Thanks. I'm looking for a method to pull CH filling history updates into a data table which can be sorted by time and date of update and, separately, to produce a network graph from the directors' details from several companies.
Funnily enough I made a pull request on a download_files
fork I wrote a few days ago that does a lot of a groundwork for getting filing history updates. I could probably alter it to get what you need without too much trouble as it's not in the main repo yet.
Could you help me understand what you mean by updates exactly? There's two places we can get dates for filings and it's not as unambiguous as you might think.
One is in the metadata for each individual filing history item. Here's what the API can give you. However, what I found was that even in filing history items with descriptions like "confirmation statement made on X with updates" the two updated_at
fields didn't always have any data in, though created_at
usually did.
The other is in the filing history list. Here's what that bit of the API can give you. However, in there there's quite a few different dates and I'm not sure which you'd want. That line I quoted above is found in the annotations
part, and there's a whole list of them here.

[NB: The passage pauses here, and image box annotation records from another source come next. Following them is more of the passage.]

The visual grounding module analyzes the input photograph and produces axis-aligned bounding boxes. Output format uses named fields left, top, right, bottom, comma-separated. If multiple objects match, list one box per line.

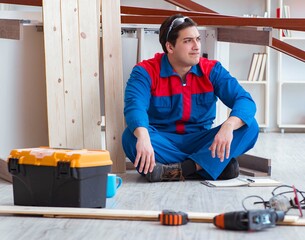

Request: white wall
left=0, top=26, right=48, bottom=159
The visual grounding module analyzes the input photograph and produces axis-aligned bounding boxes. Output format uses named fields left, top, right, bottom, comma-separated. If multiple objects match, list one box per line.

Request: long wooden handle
left=0, top=206, right=305, bottom=226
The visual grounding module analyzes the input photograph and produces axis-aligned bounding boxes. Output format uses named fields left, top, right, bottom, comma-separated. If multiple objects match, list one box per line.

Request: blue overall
left=122, top=54, right=259, bottom=179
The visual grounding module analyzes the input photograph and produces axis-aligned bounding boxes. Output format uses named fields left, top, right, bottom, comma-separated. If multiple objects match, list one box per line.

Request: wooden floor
left=0, top=133, right=305, bottom=240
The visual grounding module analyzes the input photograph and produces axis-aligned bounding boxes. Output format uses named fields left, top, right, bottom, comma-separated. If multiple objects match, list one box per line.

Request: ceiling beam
left=121, top=6, right=230, bottom=17
left=217, top=27, right=272, bottom=46
left=164, top=0, right=217, bottom=13
left=121, top=15, right=305, bottom=31
left=269, top=38, right=305, bottom=62
left=1, top=0, right=41, bottom=7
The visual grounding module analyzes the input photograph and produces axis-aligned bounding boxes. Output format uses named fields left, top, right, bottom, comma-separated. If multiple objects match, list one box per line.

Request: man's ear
left=165, top=42, right=174, bottom=53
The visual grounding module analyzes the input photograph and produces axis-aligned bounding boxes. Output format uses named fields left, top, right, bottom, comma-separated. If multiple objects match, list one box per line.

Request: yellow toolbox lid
left=8, top=147, right=112, bottom=168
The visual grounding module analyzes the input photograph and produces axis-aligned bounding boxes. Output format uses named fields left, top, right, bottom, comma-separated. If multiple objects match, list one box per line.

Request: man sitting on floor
left=122, top=14, right=259, bottom=182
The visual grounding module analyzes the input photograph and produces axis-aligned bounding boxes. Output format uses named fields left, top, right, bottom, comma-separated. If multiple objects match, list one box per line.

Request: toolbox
left=8, top=147, right=112, bottom=208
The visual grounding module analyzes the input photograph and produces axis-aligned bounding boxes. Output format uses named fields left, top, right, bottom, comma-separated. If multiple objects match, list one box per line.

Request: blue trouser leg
left=122, top=120, right=259, bottom=179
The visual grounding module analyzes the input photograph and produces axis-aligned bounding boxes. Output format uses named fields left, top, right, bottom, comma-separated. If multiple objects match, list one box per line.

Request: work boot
left=145, top=163, right=184, bottom=182
left=217, top=158, right=239, bottom=180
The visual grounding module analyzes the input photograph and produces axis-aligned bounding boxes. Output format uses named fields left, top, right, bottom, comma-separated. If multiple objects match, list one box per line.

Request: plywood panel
left=43, top=0, right=67, bottom=147
left=79, top=0, right=102, bottom=149
left=101, top=0, right=126, bottom=172
left=0, top=19, right=20, bottom=40
left=61, top=0, right=84, bottom=148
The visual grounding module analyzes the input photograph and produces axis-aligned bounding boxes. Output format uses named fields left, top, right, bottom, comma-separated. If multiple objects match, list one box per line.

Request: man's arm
left=209, top=116, right=245, bottom=162
left=133, top=127, right=155, bottom=174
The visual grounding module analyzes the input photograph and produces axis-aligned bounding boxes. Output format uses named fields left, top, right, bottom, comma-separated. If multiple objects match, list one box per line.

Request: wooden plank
left=43, top=0, right=67, bottom=148
left=101, top=0, right=126, bottom=173
left=0, top=158, right=12, bottom=182
left=217, top=27, right=272, bottom=46
left=1, top=0, right=42, bottom=6
left=61, top=0, right=84, bottom=148
left=121, top=15, right=305, bottom=31
left=269, top=38, right=305, bottom=62
left=0, top=206, right=305, bottom=226
left=78, top=0, right=102, bottom=149
left=121, top=6, right=224, bottom=17
left=164, top=0, right=216, bottom=13
left=0, top=19, right=20, bottom=40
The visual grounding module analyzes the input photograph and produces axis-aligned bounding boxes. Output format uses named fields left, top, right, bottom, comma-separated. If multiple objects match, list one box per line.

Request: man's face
left=169, top=27, right=201, bottom=67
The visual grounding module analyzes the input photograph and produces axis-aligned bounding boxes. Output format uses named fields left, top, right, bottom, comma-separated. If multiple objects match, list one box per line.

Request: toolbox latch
left=8, top=158, right=20, bottom=174
left=57, top=161, right=71, bottom=178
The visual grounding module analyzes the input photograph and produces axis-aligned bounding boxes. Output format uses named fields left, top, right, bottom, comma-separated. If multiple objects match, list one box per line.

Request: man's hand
left=134, top=127, right=155, bottom=174
left=209, top=117, right=244, bottom=162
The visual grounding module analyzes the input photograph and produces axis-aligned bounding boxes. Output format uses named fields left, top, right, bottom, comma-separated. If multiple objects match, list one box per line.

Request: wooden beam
left=43, top=0, right=68, bottom=148
left=217, top=27, right=272, bottom=46
left=1, top=0, right=42, bottom=6
left=270, top=38, right=305, bottom=62
left=164, top=0, right=216, bottom=13
left=0, top=19, right=20, bottom=40
left=121, top=6, right=230, bottom=17
left=159, top=1, right=305, bottom=62
left=121, top=15, right=305, bottom=31
left=101, top=0, right=126, bottom=173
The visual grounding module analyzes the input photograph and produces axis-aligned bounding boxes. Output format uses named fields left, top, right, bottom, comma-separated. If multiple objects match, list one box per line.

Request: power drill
left=213, top=209, right=285, bottom=231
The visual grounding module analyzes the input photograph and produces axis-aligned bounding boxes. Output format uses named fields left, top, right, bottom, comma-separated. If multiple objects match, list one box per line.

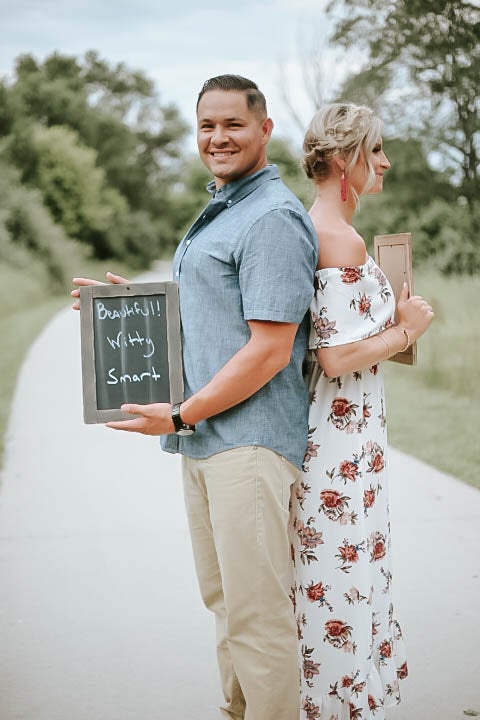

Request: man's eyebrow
left=198, top=115, right=244, bottom=122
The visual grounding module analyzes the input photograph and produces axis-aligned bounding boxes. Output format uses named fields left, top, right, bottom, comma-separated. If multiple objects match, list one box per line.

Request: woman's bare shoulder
left=317, top=223, right=367, bottom=268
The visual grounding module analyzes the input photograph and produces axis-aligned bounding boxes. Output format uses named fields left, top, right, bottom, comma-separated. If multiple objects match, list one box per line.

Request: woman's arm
left=317, top=284, right=434, bottom=377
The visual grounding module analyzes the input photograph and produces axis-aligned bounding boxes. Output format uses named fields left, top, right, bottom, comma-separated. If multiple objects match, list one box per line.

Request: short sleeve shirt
left=162, top=165, right=318, bottom=467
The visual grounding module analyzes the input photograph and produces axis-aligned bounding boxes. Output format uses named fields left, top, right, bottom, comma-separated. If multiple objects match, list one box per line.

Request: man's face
left=197, top=90, right=273, bottom=188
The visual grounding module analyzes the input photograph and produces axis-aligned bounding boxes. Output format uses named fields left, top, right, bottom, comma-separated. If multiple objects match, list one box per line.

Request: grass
left=0, top=261, right=131, bottom=469
left=0, top=264, right=480, bottom=488
left=385, top=273, right=480, bottom=488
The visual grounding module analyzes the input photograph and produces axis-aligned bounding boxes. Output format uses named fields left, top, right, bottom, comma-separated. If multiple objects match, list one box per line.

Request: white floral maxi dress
left=290, top=257, right=407, bottom=720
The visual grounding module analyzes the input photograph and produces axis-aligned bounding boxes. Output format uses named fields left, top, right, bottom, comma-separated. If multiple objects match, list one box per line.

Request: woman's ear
left=332, top=155, right=346, bottom=172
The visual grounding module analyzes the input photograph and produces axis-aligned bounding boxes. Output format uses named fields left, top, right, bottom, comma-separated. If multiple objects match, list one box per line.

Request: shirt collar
left=207, top=165, right=280, bottom=205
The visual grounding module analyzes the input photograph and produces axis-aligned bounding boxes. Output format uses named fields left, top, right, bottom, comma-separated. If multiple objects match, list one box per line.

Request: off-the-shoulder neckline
left=315, top=255, right=373, bottom=275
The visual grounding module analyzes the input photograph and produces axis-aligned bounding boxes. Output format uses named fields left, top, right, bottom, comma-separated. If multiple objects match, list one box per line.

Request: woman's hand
left=395, top=283, right=435, bottom=342
left=70, top=272, right=130, bottom=310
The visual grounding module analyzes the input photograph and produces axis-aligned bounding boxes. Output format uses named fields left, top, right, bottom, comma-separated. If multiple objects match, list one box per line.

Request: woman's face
left=349, top=138, right=390, bottom=195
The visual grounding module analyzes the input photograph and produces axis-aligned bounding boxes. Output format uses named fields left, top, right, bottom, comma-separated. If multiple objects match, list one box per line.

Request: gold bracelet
left=397, top=325, right=411, bottom=352
left=378, top=333, right=392, bottom=360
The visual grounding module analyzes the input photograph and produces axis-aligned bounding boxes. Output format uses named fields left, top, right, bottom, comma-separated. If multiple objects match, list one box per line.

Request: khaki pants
left=183, top=446, right=300, bottom=720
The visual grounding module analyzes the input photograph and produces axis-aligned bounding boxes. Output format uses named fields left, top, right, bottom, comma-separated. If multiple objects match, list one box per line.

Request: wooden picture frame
left=80, top=282, right=183, bottom=423
left=374, top=233, right=417, bottom=365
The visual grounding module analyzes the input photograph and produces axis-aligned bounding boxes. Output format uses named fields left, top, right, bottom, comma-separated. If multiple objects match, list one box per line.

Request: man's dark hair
left=197, top=75, right=267, bottom=117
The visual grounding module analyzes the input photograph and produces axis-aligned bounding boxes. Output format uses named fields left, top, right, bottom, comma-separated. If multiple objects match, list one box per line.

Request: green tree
left=330, top=0, right=480, bottom=208
left=0, top=51, right=191, bottom=266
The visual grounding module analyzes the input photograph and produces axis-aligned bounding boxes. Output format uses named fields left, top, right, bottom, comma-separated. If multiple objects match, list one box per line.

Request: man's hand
left=106, top=403, right=175, bottom=435
left=70, top=272, right=130, bottom=310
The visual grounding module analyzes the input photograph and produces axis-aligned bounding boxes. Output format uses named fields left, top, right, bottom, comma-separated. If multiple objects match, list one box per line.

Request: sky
left=0, top=0, right=344, bottom=149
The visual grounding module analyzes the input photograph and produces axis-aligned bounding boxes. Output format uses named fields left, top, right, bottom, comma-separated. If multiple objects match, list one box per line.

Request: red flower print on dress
left=348, top=703, right=363, bottom=720
left=338, top=460, right=358, bottom=482
left=343, top=587, right=367, bottom=605
left=302, top=695, right=320, bottom=720
left=293, top=518, right=323, bottom=565
left=323, top=620, right=356, bottom=653
left=328, top=397, right=358, bottom=430
left=332, top=397, right=352, bottom=417
left=350, top=293, right=375, bottom=322
left=305, top=580, right=333, bottom=611
left=365, top=442, right=385, bottom=474
left=369, top=531, right=387, bottom=562
left=325, top=453, right=362, bottom=485
left=335, top=539, right=365, bottom=573
left=340, top=267, right=363, bottom=285
left=311, top=307, right=338, bottom=348
left=318, top=489, right=355, bottom=524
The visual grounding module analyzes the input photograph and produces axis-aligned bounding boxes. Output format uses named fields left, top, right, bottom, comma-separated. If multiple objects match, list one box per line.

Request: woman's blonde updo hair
left=302, top=103, right=382, bottom=194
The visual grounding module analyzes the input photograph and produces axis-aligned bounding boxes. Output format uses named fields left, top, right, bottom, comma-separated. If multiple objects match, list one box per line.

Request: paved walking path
left=0, top=264, right=480, bottom=720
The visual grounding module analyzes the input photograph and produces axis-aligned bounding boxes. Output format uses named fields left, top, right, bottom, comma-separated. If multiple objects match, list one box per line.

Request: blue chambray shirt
left=162, top=165, right=318, bottom=467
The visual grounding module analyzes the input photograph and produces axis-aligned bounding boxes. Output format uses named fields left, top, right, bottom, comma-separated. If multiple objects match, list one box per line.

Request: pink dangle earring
left=340, top=170, right=347, bottom=202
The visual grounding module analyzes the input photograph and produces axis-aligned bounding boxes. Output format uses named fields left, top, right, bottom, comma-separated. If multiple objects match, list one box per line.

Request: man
left=74, top=75, right=317, bottom=720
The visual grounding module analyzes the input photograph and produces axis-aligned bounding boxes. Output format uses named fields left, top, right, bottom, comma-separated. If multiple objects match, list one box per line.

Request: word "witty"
left=107, top=330, right=155, bottom=358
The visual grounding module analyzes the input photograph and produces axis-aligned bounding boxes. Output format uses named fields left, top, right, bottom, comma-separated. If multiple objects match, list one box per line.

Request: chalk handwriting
left=107, top=330, right=155, bottom=358
left=95, top=300, right=161, bottom=320
left=107, top=365, right=161, bottom=385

On the network graph I'm afraid it's not a side of the library I've used. Network stuff seems more in the maintainer's wheelhouse, but it looks like there's some DirectorNetwork
functions in the R folder I mentioned.
Thanks for this. Would items[].date under filingHistoryList do the trick? I wanted to aggregate the latest filings from several companies in a DT data table or similar where they could be searched and sorted by name or date, with column names: date, company, description, view/download (clickable). I’m not too worried about the network graph currently.
items.date
is actually something the the library already fetches! Use the doc_link_extract()
function on a company number, it's the date
column.
Description is a bit trickier, I think that's likely items[].annotations[]
from the API but maybe doc_link_extract()
has what you need in the doc_type
column.
Getting a download link is basically why I wrote the extra functions in the pull request as it's convoluted. Because each document can be stored in several formats you need to tell the API what version you want (PDF, XHTML etc) before it'll give you a download link, and getting that info needs an extra API call. In the end I wrote doc_meta_extract()
to get the formats a particular document is available in, and doc_download()
to request the location and download it. I could split doc_download()
into two functions so there's a single function to generate a download link. I'm not 100% sure it'll work because of the way you specify document format in the header, but I can give it a go.
Sounds good.
Turns out you can actually generate a download link with the existing library! doc_link_extract()
returns a links
column and you can concatenate it into a download link like this:
paste0('https://beta.companieshouse.gov.uk', link, '/document?download=1')
That usually returns a PDF, but some filings have mutiple file formats. If you wanted to handle those you could use doc_meta_extract()
from my pull then format the resource_types
column to return a filetype. This can then be concatenated to a format argument, like this:
file_ext <- sub('^(.*[\\/])', '', doc_type, perl = TRUE)
file_ext <- sub('(\\+.*)$', '', file_ext, perl = TRUE)
paste0('https://beta.companieshouse.gov.uk', link, '/document?download=1', '&format=', file_ext)
Sounds promising...
The readme has been updated, with the new function names.
Is there a plan to update this package? Many of the functions don't seem to work and it would be very useful for a project I'm working on.